Checklist for Audit of Capital Asset


1)   Are responsibilities for initiating, evaluating, and approving capital expenditures, leases, and maintenance or repair projects adequately segregated from those for project accounting, property records, and general ledger functions?
2)   Are responsibilities for initiating capital asset transactions adequately segregated from those for final approval, or committing government resources?
3)   Are responsibilities for the project accounting and property records functions adequately segregated from those for the general ledger function?
4)   Are responsibilities for the project accounting and property records functions adequately segregated from those for the custodial function?
5)   Are responsibilities for the periodic physical inventories of capital assets assigned to responsible officials having no custodial or record keeping responsibilities?
6)   If EDP is used, is the principle of segregation of duties maintained within processing activities?


1)   Do authorization procedures and controls include the following?
a)   Identification of those individuals authorized to initiate capital asset transactions and clear definition of their authority?
b)   Guidelines with respect to key consideration, such as prices to be paid, acceptable vendors and terms, asset quality standards, and the provision of grants or bonds (if any) financing the expenditures?
c)   Preparation of a separate capital projects budget?

2)   Do executive- or legislative-approval procedures include the following?
a)   Required written executive or legislative approval for all significant capital asset projects or acquisitions?
b)   Procedures for authorizing, approving, and documenting sales or other dispositions of capital assets?
c)   Procedures for approving decisions regarding financing alternatives and accounting principles, practices, and methods?
d)   Procedures for obtaining grantor approval, if required, for the use of grant funds for capital asset acquisitions?
e)   Subjecting grant-funded acquisitions to the same controls as internally funded acquisitions?
f)    Requiring supplemental authorizations, including, if appropriate, those of the grantor agency, for expenditures in excess of originally approved amounts?

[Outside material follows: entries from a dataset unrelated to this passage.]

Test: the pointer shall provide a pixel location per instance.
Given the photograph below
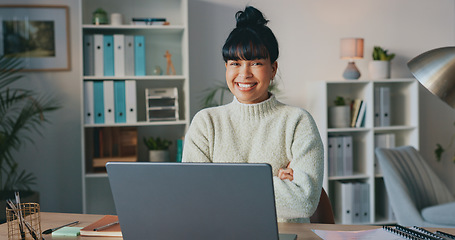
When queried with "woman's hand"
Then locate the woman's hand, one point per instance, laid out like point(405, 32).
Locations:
point(286, 173)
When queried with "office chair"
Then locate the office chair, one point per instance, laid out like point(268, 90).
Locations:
point(324, 212)
point(417, 196)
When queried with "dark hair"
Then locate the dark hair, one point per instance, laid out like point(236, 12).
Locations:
point(251, 39)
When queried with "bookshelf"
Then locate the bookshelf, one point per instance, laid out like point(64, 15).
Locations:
point(128, 143)
point(404, 126)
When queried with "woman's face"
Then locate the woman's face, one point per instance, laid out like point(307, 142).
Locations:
point(249, 80)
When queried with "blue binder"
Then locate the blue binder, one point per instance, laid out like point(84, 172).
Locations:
point(98, 101)
point(119, 101)
point(139, 55)
point(108, 55)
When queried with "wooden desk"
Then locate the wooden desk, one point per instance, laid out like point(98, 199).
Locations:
point(51, 220)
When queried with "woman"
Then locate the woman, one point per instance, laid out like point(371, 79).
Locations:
point(256, 128)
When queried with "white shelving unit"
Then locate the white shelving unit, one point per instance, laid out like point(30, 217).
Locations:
point(97, 197)
point(404, 116)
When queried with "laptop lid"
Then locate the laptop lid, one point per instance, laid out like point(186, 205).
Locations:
point(194, 200)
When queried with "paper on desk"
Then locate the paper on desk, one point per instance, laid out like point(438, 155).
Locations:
point(67, 231)
point(372, 234)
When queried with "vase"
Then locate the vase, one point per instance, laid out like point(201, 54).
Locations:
point(379, 69)
point(339, 116)
point(159, 156)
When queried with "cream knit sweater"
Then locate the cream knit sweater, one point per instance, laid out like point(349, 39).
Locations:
point(267, 132)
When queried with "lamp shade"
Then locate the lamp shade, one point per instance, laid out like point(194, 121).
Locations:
point(435, 69)
point(351, 48)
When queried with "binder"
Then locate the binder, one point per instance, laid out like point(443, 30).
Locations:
point(129, 55)
point(119, 98)
point(99, 54)
point(361, 117)
point(119, 54)
point(89, 55)
point(339, 156)
point(109, 114)
point(347, 156)
point(88, 103)
point(332, 155)
point(130, 101)
point(343, 203)
point(365, 201)
point(98, 98)
point(384, 95)
point(139, 55)
point(108, 55)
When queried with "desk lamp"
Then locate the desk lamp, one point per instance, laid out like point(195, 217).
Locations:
point(435, 69)
point(351, 48)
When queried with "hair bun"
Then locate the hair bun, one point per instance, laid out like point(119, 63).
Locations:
point(250, 17)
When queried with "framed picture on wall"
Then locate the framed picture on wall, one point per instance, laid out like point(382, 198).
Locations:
point(37, 34)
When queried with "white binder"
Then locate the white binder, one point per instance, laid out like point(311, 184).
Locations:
point(109, 111)
point(99, 55)
point(384, 93)
point(119, 54)
point(129, 55)
point(89, 60)
point(347, 156)
point(130, 100)
point(88, 103)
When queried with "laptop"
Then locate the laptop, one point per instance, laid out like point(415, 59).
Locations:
point(204, 201)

3)   Do project accounting procedures and controls include the following?
a)   Engaging a qualified employee or independent firm to inspect and monitor technically complex projects?
b)   Establishing and maintaining project cost records for capital expenditure and repair projects?
c)   Reporting procedures for in-progress and completed projects?
d)   Procedures to identify completed projects, so timely transfers to the appropriate account can be made?
e)   Review of the accounting distribution to ensure proper allocation of charges to capital asset and expenditure projects?
f)    If construction work is performed by contractors, procedures to provide for and maintain control over construction projects and progress billings?
g)   Exercising the right to audit contractor records during project performance?
h)   Audits of contractor compliance with Equal Employment Opportunity (EEO), Davis-Bacon (Act), and other regulations and contract terms, in addition to costs?

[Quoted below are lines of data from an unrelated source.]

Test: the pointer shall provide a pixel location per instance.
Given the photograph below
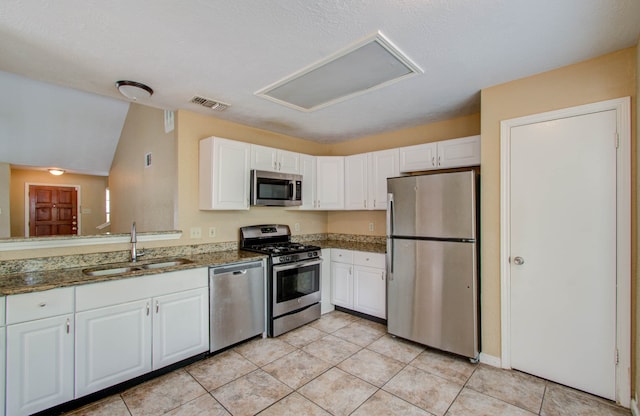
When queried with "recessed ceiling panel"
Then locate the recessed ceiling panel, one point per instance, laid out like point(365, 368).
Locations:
point(365, 66)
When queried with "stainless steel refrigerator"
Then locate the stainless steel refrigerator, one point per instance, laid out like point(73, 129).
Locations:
point(432, 260)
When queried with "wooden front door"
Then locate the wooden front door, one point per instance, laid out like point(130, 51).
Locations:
point(53, 210)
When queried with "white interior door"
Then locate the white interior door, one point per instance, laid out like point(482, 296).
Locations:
point(563, 251)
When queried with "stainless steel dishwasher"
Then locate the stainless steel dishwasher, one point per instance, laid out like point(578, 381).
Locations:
point(236, 303)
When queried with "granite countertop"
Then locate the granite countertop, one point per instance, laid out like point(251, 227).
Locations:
point(25, 282)
point(33, 281)
point(352, 245)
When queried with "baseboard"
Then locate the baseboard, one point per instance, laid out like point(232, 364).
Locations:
point(491, 360)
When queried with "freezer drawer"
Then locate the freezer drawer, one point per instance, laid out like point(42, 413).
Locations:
point(237, 302)
point(432, 294)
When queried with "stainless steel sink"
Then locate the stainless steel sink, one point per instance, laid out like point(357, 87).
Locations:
point(107, 271)
point(162, 263)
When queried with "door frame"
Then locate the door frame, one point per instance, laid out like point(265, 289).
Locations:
point(57, 185)
point(622, 106)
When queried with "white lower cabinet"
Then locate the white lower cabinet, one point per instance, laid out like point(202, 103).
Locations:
point(358, 281)
point(326, 305)
point(113, 345)
point(369, 291)
point(342, 284)
point(39, 364)
point(129, 327)
point(180, 326)
point(40, 349)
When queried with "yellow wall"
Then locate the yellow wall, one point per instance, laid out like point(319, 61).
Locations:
point(357, 222)
point(5, 191)
point(635, 339)
point(192, 127)
point(606, 77)
point(146, 195)
point(92, 197)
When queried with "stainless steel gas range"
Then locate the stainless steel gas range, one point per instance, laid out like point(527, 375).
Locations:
point(293, 276)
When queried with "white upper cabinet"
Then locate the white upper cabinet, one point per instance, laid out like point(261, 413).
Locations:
point(356, 181)
point(366, 179)
point(382, 165)
point(224, 174)
point(454, 153)
point(274, 160)
point(459, 152)
point(308, 172)
point(329, 182)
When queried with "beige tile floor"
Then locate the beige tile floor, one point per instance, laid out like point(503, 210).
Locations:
point(345, 365)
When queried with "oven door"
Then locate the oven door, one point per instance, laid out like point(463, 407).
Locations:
point(295, 286)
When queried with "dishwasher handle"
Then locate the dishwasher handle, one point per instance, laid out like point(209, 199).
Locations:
point(238, 268)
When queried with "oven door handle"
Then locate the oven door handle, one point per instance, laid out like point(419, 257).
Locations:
point(297, 264)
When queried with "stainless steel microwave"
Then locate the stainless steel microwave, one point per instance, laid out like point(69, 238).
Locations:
point(275, 189)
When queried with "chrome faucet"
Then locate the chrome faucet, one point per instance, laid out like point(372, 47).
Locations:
point(134, 240)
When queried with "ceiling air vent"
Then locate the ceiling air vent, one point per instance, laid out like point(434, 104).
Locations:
point(212, 104)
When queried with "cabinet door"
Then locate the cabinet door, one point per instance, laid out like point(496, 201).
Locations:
point(330, 182)
point(113, 345)
point(355, 182)
point(224, 174)
point(418, 157)
point(308, 172)
point(180, 326)
point(383, 164)
point(264, 158)
point(342, 284)
point(459, 152)
point(39, 364)
point(288, 162)
point(369, 291)
point(325, 284)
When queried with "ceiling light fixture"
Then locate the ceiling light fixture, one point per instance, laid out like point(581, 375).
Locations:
point(369, 64)
point(134, 90)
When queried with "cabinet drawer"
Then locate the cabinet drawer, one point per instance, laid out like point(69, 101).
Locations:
point(37, 305)
point(343, 256)
point(362, 258)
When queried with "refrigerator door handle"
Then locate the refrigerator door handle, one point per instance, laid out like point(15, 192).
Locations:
point(390, 219)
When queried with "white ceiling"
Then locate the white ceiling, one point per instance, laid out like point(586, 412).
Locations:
point(228, 50)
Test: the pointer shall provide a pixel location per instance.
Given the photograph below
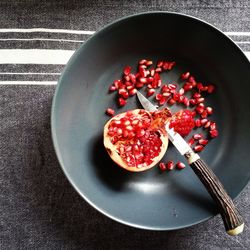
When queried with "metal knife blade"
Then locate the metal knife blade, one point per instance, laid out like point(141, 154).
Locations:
point(180, 144)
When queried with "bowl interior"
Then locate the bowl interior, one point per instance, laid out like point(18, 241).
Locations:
point(151, 200)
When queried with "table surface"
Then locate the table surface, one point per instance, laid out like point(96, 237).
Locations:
point(39, 208)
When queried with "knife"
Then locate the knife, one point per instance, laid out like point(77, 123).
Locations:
point(232, 219)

4)   Do asset accountability procedures and controls include the following?
a)   Detail property records for all significant self-constructed, donated, purchased, or leased assets?
b)   Accountability for each asset?
c)   Periodic inventory of documents evidencing property rights (ie; deeds, leases, etc.)?
d)   Physical safeguards over assets?
e)   Ensuring purchased materials and services for capital expenditure and repair projects are subjected to the same levels of controls as exist for all other purchases (receiving, approval, checking, etc.)?
f)    Periodically comparing detail property records with existing assets?
g)   Investigating differences between records and physical counts and adjusting the records to reflect shortages?
h)   Ensuring capital assets are adequately insured?
i)    Subjecting lease transactions to control procedures similar to those required for other capital expenditures?
j)    Properly identifying equipment by numbered tags or other means of positive identification?
k)   Carrying fully depreciated assets in the accounting records as a means of providing accounting control?
l)    Monitoring the appropriate disposition of property acquired with grant funds?
5)   Do general ledger procedures include the following?
a)   Periodic reconciliation of the detail property records with the general ledger control accounts?
b)   Accounting records, controls, and procedures to:
c)   Distinguish between capital-projects fund expenditures and operating budget expenditures?
d)   Identify operating budget expenditures to be capitalized as capital assets?
e)   Distinguish between capital and operating leases?
f)    Govern depreciation methods and practices?
g)   When costs are charged against federal grants, depreciation policies or methods of computing allowances in accordance with standards outlined in OMB circulars or grantor agency regulations?
h)   When costs are not charged against federal grants, depreciation charged to grants should be adjusted accordingly?
i)    Are the accounting records adjusted promptly (both the asset and related allowance for depreciation) when items of plant and equipment are retired, sold, or transferred?